Le 31 juillet 1358, Étienne Marcel, prévôt des marchands de Paris, est assassiné devant la porte Saint-Denis par Jean Maillard, un partisan du pouvoir royal. Ce meurtre met fin à une tentative de réforme politique menée par la bourgeoisie parisienne en pleine guerre de Cent Ans, alors que la monarchie est fragilisée par la captivité du roi Jean II le Bon et les divisions internes du royaume. Longtemps perçu comme un héros réformateur ou un traître opportuniste, Marcel demeure une figure clé d’un moment de bascule dans l’histoire politique de la France.
Une capitale en crise et un homme de rupture
Depuis la capture du roi Jean II à la bataille de Poitiers en 1356, le royaume de France traverse une crise sans précédent. Le jeune dauphin Charles, futur Charles V, assume la régence, mais son autorité est contestée. Dans ce contexte, Étienne Marcel, drapier aisé et prévôt des marchands depuis 1354, devient le chef du tiers état aux États généraux. Il incarne l’aspiration d’une partie de la bourgeoisie parisienne à instaurer un pouvoir plus contrôlé, notamment par la Grande ordonnance de 1357, qui limite l’arbitraire royal et impose un encadrement administratif.
Mais Marcel ne se contente pas de réformes. Le 22 février 1358, il orchestre une émeute au cours de laquelle deux maréchaux, proches du dauphin, sont assassinés. Désormais maître de Paris, il multiplie les initiatives : lettres aux provinces, organisation militaire, alliance avec Charles de Navarre, dit « le Mauvais », ennemi des Valois mais perçu comme un possible soutien à la cause réformatrice. Ce rapprochement avec un prince aux ambitions troubles inquiète une partie des Parisiens, qui voient en lui un danger pour l’indépendance de la ville et la légitimité royale.

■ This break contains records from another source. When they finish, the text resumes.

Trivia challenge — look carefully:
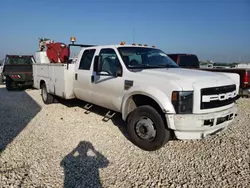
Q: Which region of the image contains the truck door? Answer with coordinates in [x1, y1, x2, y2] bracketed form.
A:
[74, 49, 96, 102]
[92, 48, 124, 111]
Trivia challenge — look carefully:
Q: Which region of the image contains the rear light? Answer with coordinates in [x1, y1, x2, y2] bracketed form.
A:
[244, 71, 249, 87]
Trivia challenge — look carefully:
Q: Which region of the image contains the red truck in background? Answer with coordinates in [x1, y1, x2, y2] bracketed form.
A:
[167, 53, 250, 97]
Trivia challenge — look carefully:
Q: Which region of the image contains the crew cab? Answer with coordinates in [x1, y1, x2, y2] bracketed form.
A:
[33, 38, 239, 151]
[167, 53, 250, 97]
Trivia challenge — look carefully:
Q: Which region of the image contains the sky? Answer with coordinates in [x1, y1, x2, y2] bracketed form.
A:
[0, 0, 250, 62]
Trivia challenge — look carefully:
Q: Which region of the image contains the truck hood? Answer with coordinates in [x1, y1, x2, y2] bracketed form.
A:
[136, 68, 234, 90]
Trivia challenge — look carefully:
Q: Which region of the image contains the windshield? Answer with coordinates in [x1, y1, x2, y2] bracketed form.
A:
[118, 47, 178, 69]
[179, 55, 199, 67]
[6, 56, 33, 64]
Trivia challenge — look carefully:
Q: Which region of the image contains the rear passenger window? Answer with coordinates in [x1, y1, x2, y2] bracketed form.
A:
[79, 49, 95, 70]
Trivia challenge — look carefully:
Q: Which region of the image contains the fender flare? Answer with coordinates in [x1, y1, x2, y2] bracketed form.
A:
[121, 86, 175, 121]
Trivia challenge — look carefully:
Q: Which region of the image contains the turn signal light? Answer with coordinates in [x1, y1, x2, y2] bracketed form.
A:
[70, 37, 76, 42]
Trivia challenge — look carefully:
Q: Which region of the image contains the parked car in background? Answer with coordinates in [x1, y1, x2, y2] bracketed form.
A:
[2, 55, 35, 91]
[167, 53, 250, 97]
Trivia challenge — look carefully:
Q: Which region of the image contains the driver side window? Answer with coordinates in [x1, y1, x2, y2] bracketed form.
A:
[99, 49, 121, 75]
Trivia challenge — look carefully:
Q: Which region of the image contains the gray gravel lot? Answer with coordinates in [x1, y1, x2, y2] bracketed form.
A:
[0, 85, 250, 188]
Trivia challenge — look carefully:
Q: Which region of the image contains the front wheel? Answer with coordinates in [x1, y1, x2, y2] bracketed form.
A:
[127, 105, 171, 151]
[41, 84, 54, 104]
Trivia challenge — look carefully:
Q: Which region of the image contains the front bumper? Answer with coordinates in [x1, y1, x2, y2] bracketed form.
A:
[166, 105, 237, 139]
[241, 88, 250, 97]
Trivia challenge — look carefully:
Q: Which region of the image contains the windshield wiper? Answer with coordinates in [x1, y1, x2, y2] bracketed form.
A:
[128, 64, 178, 69]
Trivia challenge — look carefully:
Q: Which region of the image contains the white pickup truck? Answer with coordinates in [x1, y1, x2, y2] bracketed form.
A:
[33, 40, 239, 151]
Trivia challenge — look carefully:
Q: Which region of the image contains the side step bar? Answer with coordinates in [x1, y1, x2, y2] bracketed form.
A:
[102, 111, 115, 122]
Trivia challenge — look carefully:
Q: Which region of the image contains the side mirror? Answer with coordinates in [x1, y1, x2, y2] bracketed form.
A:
[115, 65, 122, 77]
[94, 55, 101, 73]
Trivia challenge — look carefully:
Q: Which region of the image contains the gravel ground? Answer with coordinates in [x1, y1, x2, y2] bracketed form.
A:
[0, 85, 250, 188]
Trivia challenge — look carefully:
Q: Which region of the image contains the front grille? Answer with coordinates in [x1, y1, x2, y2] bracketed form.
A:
[200, 85, 237, 110]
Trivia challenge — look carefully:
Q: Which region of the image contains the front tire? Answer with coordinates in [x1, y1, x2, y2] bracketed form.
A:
[127, 105, 171, 151]
[41, 84, 54, 104]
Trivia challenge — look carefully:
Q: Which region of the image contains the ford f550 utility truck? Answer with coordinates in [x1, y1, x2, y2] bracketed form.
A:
[33, 37, 239, 151]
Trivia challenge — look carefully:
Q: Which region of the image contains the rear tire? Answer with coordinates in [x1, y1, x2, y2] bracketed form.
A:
[127, 105, 171, 151]
[41, 84, 54, 104]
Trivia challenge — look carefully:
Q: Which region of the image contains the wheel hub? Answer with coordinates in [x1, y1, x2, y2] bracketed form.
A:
[135, 117, 156, 140]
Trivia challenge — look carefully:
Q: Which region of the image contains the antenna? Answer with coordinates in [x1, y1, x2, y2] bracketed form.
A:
[133, 28, 135, 43]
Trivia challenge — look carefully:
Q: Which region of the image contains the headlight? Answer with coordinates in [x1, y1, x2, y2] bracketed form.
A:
[172, 91, 193, 114]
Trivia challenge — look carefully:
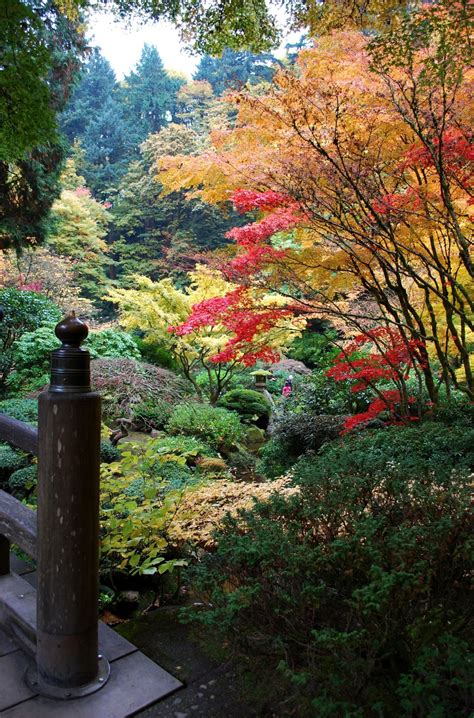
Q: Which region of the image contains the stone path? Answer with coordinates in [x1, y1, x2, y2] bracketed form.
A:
[117, 608, 257, 718]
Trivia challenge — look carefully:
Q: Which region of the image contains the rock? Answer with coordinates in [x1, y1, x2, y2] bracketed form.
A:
[113, 591, 140, 616]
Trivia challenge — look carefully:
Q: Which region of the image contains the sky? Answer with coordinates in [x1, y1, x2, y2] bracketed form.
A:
[88, 13, 199, 80]
[88, 13, 300, 80]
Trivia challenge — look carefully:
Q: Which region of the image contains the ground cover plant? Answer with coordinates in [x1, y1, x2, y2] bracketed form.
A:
[182, 423, 474, 716]
[0, 0, 474, 718]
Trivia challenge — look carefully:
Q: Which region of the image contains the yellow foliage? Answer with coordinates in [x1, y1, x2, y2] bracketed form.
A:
[167, 478, 298, 549]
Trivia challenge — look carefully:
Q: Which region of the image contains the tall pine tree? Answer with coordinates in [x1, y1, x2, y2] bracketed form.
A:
[194, 48, 281, 95]
[62, 48, 132, 200]
[122, 44, 184, 146]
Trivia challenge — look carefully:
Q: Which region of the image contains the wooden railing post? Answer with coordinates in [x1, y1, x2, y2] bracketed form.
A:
[28, 313, 109, 698]
[0, 534, 10, 576]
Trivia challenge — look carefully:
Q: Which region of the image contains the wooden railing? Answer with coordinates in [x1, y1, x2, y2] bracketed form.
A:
[0, 314, 109, 699]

L’échec d’un projet et un assassinat décisif
À l’été 1358, les tensions atteignent leur paroxysme. Le dauphin met le siège devant Paris, tandis qu’Étienne Marcel tente de livrer la ville à Charles le Mauvais, qui rôde dans la région avec ses troupes. Ce geste, interprété comme une trahison, provoque une rupture définitive avec une partie de la population parisienne. Le 31 juillet, alors qu’il se rend à la porte Saint-Denis pour remettre les clés de la capitale à ses alliés navarrais, il est surpris et tué par un groupe de bourgeois menés par Jean Maillard. La foule, lassée de la violence et des intrigues, acclame ce retour à l’ordre.
Le 2 août, le dauphin rentre triomphalement dans Paris. La tentative de monarchie contrôlée est abandonnée. Étienne Marcel, figure complexe, aura cristallisé les espoirs et les peurs d’un royaume en mutation. Réformateur pour les uns, factieux pour les autres, il incarne la première grande révolte urbaine contre le pouvoir royal. Son assassinat marque un tournant : désormais, la monarchie, bien que affaiblie, reprend le dessus, et Paris entre dans une nouvelle ère de centralisation autoritaire sous l’autorité future de Charles V.